The process of applying for new credit alone will have a short-term, negative impact on your credit score. A new line of credit could have a larger, and longer lasting one. You also do not want to close existing lines of credit at this time. The average age of your lines of credit is a factor in the credit score calculation. Close an account and it, along with the payment history associated, can fall out of the equation potentially changing your score.
It’s not the time to take on new Debt
Debt-to-Income ratio is one of the financial metrics that lenders focus on when making an underwriting decision. Taking on additional debt (or a decline in income) will shift that metric. Shift it too far and you may find that your lender’s willingness to approve your application has shifted as well.

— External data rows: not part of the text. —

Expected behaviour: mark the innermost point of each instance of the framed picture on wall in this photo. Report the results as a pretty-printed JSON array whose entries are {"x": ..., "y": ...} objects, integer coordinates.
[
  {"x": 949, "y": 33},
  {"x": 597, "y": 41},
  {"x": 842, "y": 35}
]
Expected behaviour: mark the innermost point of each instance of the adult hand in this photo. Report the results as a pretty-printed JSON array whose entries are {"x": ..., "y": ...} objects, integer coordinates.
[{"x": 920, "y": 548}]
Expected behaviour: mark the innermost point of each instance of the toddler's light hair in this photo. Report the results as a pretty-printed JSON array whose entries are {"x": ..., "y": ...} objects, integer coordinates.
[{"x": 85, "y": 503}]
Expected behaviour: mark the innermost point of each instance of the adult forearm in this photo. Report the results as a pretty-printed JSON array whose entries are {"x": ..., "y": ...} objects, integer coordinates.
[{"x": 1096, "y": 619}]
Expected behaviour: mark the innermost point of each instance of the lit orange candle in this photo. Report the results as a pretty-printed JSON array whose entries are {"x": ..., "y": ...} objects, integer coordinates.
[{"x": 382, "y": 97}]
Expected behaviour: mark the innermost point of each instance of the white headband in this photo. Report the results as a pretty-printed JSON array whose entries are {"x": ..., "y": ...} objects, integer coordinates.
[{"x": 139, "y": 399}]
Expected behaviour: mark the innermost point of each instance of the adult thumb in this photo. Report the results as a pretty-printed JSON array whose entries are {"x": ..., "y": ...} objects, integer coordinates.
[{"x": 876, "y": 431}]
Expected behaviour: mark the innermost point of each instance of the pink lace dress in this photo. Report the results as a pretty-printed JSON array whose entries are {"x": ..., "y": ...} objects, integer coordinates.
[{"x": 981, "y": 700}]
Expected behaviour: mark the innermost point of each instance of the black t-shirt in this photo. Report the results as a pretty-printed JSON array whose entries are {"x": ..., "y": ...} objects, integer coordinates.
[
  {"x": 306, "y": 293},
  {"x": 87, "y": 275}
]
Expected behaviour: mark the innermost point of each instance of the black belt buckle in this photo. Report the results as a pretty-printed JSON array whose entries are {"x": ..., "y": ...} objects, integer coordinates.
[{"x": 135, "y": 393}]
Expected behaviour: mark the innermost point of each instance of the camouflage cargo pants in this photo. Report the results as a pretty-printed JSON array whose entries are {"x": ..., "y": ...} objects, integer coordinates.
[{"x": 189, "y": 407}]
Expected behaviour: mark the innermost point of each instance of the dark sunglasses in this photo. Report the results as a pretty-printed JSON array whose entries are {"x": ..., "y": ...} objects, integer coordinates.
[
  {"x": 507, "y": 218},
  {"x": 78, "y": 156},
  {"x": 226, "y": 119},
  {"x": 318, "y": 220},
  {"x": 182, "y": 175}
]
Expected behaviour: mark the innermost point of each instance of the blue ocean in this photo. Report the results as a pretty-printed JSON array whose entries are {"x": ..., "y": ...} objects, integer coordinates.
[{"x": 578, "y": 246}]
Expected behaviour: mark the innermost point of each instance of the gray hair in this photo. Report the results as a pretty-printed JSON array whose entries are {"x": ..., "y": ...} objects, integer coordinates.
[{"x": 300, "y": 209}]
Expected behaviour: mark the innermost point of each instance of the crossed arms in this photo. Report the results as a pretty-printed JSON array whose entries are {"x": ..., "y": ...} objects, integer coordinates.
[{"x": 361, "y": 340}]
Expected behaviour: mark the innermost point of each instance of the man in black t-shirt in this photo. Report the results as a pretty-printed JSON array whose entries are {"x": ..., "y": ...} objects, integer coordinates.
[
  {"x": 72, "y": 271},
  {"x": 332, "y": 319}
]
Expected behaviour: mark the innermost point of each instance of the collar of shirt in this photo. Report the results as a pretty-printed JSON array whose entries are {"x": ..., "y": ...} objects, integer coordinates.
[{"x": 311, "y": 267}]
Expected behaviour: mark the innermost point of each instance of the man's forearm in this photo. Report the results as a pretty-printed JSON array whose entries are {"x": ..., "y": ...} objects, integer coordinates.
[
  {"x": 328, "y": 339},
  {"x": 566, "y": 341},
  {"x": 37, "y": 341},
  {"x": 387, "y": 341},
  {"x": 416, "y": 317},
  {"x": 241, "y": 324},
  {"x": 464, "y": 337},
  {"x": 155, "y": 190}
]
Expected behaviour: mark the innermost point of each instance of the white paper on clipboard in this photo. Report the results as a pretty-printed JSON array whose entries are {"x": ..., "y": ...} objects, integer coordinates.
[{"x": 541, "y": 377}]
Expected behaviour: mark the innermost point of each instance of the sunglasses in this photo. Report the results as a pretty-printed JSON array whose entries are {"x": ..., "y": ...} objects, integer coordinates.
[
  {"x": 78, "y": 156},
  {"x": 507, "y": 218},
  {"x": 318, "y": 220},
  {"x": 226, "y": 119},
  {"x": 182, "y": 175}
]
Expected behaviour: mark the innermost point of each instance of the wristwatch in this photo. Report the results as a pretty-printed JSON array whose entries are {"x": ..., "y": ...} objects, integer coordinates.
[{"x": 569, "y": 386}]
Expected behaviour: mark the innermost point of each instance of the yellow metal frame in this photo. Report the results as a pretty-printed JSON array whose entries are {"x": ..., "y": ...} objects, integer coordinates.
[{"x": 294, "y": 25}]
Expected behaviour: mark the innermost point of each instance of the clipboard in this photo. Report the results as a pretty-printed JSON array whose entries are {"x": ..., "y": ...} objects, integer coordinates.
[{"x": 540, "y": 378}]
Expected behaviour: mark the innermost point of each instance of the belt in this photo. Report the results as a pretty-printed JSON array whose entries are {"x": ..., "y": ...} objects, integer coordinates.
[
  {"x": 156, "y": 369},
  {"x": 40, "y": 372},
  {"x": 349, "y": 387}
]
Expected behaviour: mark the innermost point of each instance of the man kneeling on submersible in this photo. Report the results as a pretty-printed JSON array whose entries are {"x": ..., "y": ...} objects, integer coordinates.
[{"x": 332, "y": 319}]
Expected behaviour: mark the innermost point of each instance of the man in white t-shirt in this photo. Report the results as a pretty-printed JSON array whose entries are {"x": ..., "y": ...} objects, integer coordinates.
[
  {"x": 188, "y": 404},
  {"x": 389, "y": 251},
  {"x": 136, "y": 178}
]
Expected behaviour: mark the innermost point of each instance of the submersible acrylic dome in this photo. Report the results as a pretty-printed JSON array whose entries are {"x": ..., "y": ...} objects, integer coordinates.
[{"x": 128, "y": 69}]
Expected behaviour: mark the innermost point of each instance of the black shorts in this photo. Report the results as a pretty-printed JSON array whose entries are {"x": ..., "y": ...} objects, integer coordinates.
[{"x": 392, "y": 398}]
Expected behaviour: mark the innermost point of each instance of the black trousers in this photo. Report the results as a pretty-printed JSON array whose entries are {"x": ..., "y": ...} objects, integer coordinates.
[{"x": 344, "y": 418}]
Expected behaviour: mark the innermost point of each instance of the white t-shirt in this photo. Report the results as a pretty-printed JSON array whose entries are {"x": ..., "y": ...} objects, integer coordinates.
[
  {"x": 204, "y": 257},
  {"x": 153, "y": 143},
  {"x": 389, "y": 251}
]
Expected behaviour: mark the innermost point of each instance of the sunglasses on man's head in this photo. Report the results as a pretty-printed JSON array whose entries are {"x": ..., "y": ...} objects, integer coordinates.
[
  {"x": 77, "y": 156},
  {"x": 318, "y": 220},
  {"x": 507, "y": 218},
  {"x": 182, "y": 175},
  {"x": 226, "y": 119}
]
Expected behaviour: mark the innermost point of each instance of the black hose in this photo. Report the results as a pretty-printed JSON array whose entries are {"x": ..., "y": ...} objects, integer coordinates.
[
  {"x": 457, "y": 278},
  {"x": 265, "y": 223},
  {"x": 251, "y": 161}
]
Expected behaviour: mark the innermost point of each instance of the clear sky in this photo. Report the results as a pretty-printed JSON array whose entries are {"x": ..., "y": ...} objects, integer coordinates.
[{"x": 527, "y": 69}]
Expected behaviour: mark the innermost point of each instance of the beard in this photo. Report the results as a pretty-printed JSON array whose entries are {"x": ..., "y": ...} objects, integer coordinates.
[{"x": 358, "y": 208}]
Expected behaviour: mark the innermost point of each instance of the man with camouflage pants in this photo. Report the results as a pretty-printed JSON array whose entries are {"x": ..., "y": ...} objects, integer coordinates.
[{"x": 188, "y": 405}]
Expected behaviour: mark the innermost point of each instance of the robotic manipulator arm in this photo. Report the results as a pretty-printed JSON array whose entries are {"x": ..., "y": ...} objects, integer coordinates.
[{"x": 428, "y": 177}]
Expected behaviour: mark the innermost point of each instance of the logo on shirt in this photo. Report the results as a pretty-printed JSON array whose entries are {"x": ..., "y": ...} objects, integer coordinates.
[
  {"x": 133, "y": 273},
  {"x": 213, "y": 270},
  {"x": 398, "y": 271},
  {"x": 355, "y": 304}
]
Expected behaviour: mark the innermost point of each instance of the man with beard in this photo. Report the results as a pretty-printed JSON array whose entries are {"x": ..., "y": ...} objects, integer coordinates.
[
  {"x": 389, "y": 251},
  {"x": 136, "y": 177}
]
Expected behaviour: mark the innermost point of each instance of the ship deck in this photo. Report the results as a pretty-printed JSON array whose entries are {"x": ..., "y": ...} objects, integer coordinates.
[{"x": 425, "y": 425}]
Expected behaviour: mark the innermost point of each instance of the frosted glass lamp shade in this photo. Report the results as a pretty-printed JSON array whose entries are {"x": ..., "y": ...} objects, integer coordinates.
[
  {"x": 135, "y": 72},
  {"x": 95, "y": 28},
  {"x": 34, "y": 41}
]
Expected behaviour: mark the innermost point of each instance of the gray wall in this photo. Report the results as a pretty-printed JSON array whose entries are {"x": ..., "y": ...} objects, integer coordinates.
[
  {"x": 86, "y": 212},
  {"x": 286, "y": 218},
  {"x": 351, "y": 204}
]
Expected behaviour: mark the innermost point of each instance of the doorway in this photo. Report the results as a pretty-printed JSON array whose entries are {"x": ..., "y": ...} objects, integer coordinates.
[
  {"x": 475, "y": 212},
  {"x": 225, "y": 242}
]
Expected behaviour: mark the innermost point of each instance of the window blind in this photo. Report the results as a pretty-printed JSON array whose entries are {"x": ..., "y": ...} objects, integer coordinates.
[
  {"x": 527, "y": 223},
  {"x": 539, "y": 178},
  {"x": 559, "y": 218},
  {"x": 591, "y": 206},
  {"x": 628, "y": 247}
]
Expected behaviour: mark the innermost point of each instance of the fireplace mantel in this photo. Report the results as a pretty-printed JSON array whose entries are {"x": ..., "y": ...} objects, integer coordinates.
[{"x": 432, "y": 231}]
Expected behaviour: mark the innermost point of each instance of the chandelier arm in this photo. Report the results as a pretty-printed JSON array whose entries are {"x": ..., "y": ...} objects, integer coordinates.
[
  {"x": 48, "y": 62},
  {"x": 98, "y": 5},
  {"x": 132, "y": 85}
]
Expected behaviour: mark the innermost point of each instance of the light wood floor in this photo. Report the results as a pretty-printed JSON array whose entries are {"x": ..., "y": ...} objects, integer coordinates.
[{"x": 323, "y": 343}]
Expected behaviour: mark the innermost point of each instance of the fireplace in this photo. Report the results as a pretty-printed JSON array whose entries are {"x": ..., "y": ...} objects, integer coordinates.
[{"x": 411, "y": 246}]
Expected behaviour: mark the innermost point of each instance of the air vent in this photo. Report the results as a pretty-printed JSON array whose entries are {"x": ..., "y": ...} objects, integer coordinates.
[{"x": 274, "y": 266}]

Avoid making major purchases or taking on additional debt. Be particularly careful of in-store lines of credit. This isn’t the time to buy-now and pay-later, even if furnishings and appliances for your new home are particularly tempting. Go ahead and pick them out, just hold off on making the purchases. You should be similarly deliberate with the timing of a purchase or lease of a new car. Pull it forward or defer it until after closing if you can, and give your lender a heads up if you absolutely cannot.
Protect and preserve your Income
Your lender approved your application based on your income. They even went so far as to independently verify that information with your employer. Changing employers disrupts that income and makes lenders nervous. Even if the new opportunity is a step-up financially, it’s at the cost of continuity and may give a lender pause.
The guidance here is simple: Do not change jobs during this window if you can avoid it. Lenders want to see a two-year history with your current employer. Defer your start date until after the closing has been completed.
If you can’t avoid it, there are workarounds, but they involve additional documentation and risk on the lender’s part that may lead to delays and higher borrowing costs for you.
Stability is Key
Lending is about managing risk and the antidote for risk is stability. Specifically, stable patterns of financial behavior, credit and income.
The pre-approval is an agreement between parties based on an established set of facts. Any of the missteps above represent a material change to those facts and could cause your lender to reconsider their terms, or even their decision, altogether.